As others have pointed out, this is false. Google has made their models and hardware more efficient, you can read the linked report. Most of the efficiency comes from quantization, MoE, new attention techniques, and distillation (making smaller models useable in place of bigger models)

▲

jjani 3 days ago | parent | next [-]

- The report doesn't name any Gemini models at all, only competitors'. Wonder why that is? If the models got so much more efficient, they'd be eager to show this.

- The report doesn't name any averages (means), only medians. Why oh why would they be doing this, when all other marketing pieces always use the average because outside of HN 99% of Joes on the street have no idea what a median is/how it differs from the mean? The average is much more relevant here when "measuring the environmental impact of AI inference".

- The report doesn't define what any of the terms "Gemini Apps", "the Gemini AI assistant" or "Gemini Apps text prompt" concretely mean

▲

jsnell 2 days ago | parent | next [-]

The report also doesn't define what the word "AI" means. What are they trying to hide?!

In reality, we know what Google means by the term "Gemini Apps", because it's a term they've had to define for e.g. their privacy policies[0].

> The Gemini web app available through gemini.google.com and browser sidebars

> The Gemini mobile apps, which include:

> The Gemini app, including as your mobile assistant, on Android. Note that Gemini is hosted by the Google app, even if you download the Gemini app.

> The Gemini app on iOS

> Gemini in the Google Messages app in specific locations

> The Gemini in Chrome feature. Learn more about availability.

That established definition does not include AI summaries (actually AI Overviews) on search like you very claimed. And it's something where Google probably is going to be careful -- the "Gemini Apps" name is awkward, but they need a name that distinguishes these use cases from other AI use cases with different data boundaries / policies / controls.

If the report was talking about "Gemini apps", your objection might make sense.

[0] https://support.google.com/gemini/answer/13594961?hl=en

	▲	jjani 2 days ago \| parent [-]
		It's very strange that we'd have to dive into their privacy policy to get a clear definition of it, but good spot. The rest stands though - no models, no averages. User tovej below put it better than I did: > The median does not move if the upper tail shifts, it only moves if the median moves. > The fact that they do not report the mean is concerning. The mean captures the entire distribution and could actually be used to calculate the expected value of energy used. > The median only tells you which point separates the upper half from the lower half, if you don't know anything else about the distribution you cannot use it for any kind of analysis 49% of queries could be costing 1000x that median. Stats 101 combined with a sliver of critical reading reveals this report isn't worth the bytes it's taking up.

▲

scott_w 3 days ago | parent | prev [-]

To be fair, the report explains their reasoning: they state the mean is too sensitive to outliers.

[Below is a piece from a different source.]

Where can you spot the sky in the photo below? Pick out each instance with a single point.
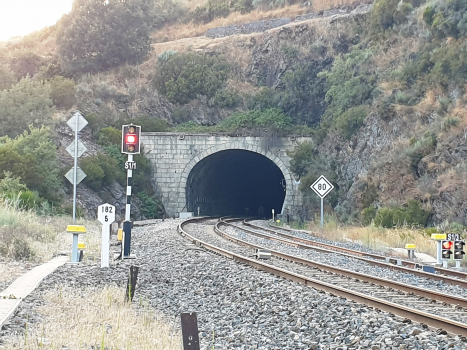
(21, 17)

Now, I do agree it would have been nice to demonstrate this, however it could be genuine.

▲

jjani 3 days ago | parent [-]

That's a complete cop out. They didn't give the data to back this up.

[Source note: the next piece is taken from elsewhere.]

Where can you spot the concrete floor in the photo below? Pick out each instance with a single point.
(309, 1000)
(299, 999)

	▲	scott_w 2 days ago \| parent [-]
		They definitely should have shown an example, or referenced something else that backs up their claim. I think it was you who made the good point that, when it comes to data usage, the mean may well give you more meaningful information because of the outliers! I can see the median being useful for answering what the cost of one more server/agent/whatever would be, but that’s not what this paper is asking.

▲

oulipo2 2 days ago | parent | prev [-]

sure, but the issue is if you make the model 30x more efficient, but you use it 300x more often (mostly for stuff nobody wants), it's still a net loss

▲

mgraczyk 2 days ago | parent [-]

Would you say that computers are less efficient now than they were in the 90s because they are more widely used?

	▲	jononor 2 days ago \| parent [-]
		Not less efficient. But the impact on resources usage is still higher. Of course the impact in terms of positive effects is also higher. So the cost/benefit may also have gone up.